Event Planning and Creating an Exhibit
Because the news conference or special media event has become so important for organizations in communicating with the public, it is often necessary to plan and execute promotional events effectively. Following are some suggestions that may help you run an effective newsworthy, news conference.
- Put everything in writing. Be thorough and constantly update revisions and plans so all involve in an event will be informed.
- Be creative. Your event should be new and different, colorful and exciting.
- Plan you work. Decide what you want to happen and in what order. Then put it down on paper.
- Make a guest list. Who do you want and how many? Avoid the wrath of someone scorned by oversight.
- Contact distinguished guests. Make a personal and written contact to those who will participate in the program. Advise them of time limitations for speeches and special provisions for parking and seating.
- Send invitations early. Put them in the mail four to two weeks in advance.
- Make a media list. Limit invitations to those members of the news media whose coverage will be meaningful to your program.
- Control advance publicity. Contact the news media and get an announcement of your event in the papers and on the radio.
- Prepare incidentals. Draw up name tags in advance from RSVP’s and alphabetize them for easy access.
- Request news coverage with a memorandum. A memo should be sent 48 hours in advance to key news media. Include the five W’s – who, what, where, when and why. Follow up with a phone call to each person.
- Take charge. Only one person should be in charge – you! Rely on no one. Double check all elements of the program yourself.
- Press the media. Distribute news kits to all media representatives in attendance. Hand-deliver or mail the kit to no-shows.
If you have done all these things, relax! With special promotional events, you get what you put in. If you have done a good job, you will get good results.
Creating an Exhibit
Show your pride with an exhibit. It informs the public and promotes ideas. Create exhibits at local fairs, industry conferences and meetings. The following are a few tips for constructing an exhibit that the public will remember:
- Appoint a committee. Gather enough people to develop the best idea.
- Gather at least five people.These people will adequately build the display. Appoint or elect a leader to take responsibility for organizing the project.
- Decide the function of the exhibit. Will the exhibit simply entertain a few visitors, or will it promote your county Farm Bureau to a wide audience?
- How will you reach the audience? Decide whether to use sight, sound, small, taste, touch, etc.
- Keep the subject of the display timely, personal and focused. This is so your audience quickly gets your message. Goals include attracting attention, holding attention, and inspiring action.
- Promote ideas that interest. For example, promote the fact that Farm Bureau speaks for agriculture.

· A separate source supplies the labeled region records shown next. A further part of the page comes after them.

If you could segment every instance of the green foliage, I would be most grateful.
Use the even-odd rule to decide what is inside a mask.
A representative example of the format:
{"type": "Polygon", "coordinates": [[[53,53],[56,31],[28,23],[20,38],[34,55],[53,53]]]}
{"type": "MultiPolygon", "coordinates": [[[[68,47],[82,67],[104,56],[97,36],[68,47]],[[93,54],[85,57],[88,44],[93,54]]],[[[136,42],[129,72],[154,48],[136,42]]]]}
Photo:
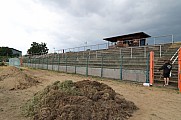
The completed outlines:
{"type": "Polygon", "coordinates": [[[31,47],[28,49],[27,53],[31,55],[42,55],[42,54],[47,54],[48,53],[48,48],[46,46],[46,43],[36,43],[33,42],[31,44],[31,47]]]}
{"type": "Polygon", "coordinates": [[[51,94],[50,91],[58,90],[65,95],[81,95],[78,89],[74,86],[71,80],[64,82],[56,81],[52,85],[48,85],[43,91],[37,92],[34,97],[28,100],[22,107],[22,114],[26,117],[32,117],[38,112],[38,108],[43,104],[42,102],[51,94]],[[57,89],[56,89],[57,88],[57,89]]]}

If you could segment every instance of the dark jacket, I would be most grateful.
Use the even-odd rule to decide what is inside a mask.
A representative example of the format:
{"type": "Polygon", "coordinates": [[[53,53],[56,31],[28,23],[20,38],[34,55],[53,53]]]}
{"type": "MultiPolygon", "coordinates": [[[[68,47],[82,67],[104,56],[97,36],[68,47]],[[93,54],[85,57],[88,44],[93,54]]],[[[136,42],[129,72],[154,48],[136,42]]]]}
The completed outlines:
{"type": "Polygon", "coordinates": [[[170,63],[165,63],[159,70],[163,70],[163,74],[170,74],[172,70],[172,65],[170,63]]]}

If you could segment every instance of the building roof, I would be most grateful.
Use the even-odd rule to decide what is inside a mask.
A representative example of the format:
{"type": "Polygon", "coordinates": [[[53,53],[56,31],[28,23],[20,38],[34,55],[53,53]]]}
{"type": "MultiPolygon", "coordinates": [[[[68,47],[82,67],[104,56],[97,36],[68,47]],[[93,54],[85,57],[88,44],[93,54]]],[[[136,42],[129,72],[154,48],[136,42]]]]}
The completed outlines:
{"type": "Polygon", "coordinates": [[[9,49],[14,50],[14,51],[17,51],[17,52],[21,52],[21,53],[22,53],[22,51],[17,50],[17,49],[14,49],[14,48],[9,48],[9,49]]]}
{"type": "Polygon", "coordinates": [[[138,32],[138,33],[132,33],[132,34],[127,34],[127,35],[104,38],[103,40],[110,41],[110,42],[117,42],[118,40],[124,41],[124,40],[141,39],[141,38],[148,38],[148,37],[151,37],[151,36],[144,32],[138,32]]]}

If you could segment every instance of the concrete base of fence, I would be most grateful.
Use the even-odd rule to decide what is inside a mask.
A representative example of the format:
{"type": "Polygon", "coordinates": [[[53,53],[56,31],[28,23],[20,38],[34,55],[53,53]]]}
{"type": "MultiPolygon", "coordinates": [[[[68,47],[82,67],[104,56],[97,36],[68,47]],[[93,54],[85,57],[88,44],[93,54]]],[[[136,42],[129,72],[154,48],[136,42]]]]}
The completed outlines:
{"type": "MultiPolygon", "coordinates": [[[[36,68],[36,69],[47,69],[48,68],[48,70],[86,75],[86,67],[59,66],[59,65],[47,65],[47,64],[29,64],[29,63],[24,63],[23,66],[32,67],[32,68],[36,68]]],[[[101,68],[88,67],[88,75],[101,77],[101,68]]],[[[102,77],[120,79],[120,69],[103,68],[102,77]]],[[[145,82],[146,71],[123,69],[122,78],[123,78],[123,80],[145,82]]]]}

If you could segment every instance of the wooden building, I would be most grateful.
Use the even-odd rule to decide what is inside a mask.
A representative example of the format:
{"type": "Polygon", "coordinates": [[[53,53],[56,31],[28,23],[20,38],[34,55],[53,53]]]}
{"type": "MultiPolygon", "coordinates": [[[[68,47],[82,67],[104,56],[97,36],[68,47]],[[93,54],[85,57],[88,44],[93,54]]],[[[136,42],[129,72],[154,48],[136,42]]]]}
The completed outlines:
{"type": "Polygon", "coordinates": [[[110,38],[104,38],[103,40],[108,41],[109,48],[114,47],[132,47],[132,46],[144,46],[146,45],[146,38],[151,37],[144,32],[138,32],[133,34],[115,36],[110,38]]]}

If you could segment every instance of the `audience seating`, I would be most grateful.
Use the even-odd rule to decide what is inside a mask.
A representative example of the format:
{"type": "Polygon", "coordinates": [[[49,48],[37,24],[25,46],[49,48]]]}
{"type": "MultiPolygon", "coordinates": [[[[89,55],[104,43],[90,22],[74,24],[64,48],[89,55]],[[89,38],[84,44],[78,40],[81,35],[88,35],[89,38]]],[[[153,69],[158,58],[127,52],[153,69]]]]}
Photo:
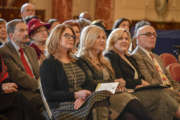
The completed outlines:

- After you have chosen a topic consider the location. The location can limit the size and the amount of information you can present.

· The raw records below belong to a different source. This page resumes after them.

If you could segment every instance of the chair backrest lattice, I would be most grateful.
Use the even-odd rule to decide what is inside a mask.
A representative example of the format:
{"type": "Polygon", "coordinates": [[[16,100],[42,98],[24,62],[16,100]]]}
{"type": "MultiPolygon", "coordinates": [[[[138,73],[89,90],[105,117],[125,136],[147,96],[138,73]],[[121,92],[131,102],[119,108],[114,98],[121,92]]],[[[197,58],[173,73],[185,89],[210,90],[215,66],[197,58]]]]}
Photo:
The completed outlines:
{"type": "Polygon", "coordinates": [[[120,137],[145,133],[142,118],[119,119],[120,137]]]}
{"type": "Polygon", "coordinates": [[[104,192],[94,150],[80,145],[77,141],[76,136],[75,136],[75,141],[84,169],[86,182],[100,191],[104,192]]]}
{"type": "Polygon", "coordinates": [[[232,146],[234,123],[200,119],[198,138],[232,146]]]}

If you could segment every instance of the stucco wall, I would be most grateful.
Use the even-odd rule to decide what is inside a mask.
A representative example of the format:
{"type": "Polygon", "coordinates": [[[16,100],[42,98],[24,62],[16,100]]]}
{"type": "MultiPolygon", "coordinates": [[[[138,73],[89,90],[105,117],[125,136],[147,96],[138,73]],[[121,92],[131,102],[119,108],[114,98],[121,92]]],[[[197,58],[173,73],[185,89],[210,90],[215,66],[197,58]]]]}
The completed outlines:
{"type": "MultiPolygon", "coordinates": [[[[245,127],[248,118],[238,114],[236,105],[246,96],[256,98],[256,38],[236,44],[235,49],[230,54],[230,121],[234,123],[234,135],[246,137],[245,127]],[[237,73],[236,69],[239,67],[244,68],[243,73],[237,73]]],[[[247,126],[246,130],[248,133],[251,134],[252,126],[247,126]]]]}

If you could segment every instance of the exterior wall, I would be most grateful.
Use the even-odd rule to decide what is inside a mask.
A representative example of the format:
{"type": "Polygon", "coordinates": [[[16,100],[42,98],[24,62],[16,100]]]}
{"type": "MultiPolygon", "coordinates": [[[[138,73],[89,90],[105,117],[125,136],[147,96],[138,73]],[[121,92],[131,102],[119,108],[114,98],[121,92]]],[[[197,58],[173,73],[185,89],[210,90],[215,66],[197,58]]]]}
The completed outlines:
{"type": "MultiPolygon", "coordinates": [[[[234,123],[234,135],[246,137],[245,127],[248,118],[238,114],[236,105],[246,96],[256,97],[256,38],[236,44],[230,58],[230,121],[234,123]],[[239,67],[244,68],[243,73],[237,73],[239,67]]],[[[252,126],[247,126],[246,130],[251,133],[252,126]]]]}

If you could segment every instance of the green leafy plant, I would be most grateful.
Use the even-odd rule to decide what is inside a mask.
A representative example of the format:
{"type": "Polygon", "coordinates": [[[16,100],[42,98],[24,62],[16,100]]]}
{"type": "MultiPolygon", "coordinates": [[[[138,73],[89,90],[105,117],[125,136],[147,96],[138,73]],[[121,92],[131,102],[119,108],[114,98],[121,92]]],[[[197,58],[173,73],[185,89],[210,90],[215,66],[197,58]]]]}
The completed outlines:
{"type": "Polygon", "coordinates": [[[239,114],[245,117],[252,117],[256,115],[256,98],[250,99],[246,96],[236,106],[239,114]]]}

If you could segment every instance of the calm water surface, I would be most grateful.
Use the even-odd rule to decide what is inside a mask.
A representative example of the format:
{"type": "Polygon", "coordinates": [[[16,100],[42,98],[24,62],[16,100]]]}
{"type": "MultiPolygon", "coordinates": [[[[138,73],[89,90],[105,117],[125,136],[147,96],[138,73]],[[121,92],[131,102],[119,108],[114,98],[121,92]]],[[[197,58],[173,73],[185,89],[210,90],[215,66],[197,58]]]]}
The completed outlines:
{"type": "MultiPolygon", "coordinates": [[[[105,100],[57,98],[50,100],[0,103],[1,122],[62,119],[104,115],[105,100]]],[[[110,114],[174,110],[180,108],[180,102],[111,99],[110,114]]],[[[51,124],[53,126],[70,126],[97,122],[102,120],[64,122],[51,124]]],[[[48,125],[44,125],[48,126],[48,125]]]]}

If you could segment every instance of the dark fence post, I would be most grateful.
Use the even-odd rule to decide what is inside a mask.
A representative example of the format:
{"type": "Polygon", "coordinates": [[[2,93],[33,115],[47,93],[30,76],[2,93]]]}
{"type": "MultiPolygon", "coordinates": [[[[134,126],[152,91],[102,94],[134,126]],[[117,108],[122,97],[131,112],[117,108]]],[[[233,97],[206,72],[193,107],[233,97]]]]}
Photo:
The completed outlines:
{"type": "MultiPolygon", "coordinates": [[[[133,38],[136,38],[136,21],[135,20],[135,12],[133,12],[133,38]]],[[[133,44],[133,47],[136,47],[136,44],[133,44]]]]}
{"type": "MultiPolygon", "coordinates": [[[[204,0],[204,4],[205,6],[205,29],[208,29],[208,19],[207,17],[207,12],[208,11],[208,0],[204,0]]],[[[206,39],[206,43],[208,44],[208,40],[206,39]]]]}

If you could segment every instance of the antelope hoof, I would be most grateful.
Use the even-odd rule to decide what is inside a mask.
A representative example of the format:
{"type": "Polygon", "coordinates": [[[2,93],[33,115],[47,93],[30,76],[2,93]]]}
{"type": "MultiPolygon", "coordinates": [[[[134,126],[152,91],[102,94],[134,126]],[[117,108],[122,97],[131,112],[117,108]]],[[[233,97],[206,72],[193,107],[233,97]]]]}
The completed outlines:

- Keep the message brief. Use the title and two or three blocks of information to tell the story.
- Legibility is the key for information that is displayed. Be sure your words are neat and clear. Photos are also attention-grabbers and should be large enough to see from a distance.
- Involve the audience in your exhibit to get them to stop and visit. Good ideas are usually giveaways where they must register or simply handing out items for them to keep.
Once you have discussed and completed the previous steps, be ready to have at least two people on hand at the exhibit once it is in place at the event. These people should be ready to answer questions and greet those passing by the exhibit. Be friendly, but not too pushy. Leave those who view your exhibit with a good impression of the Florida Farm Bureau!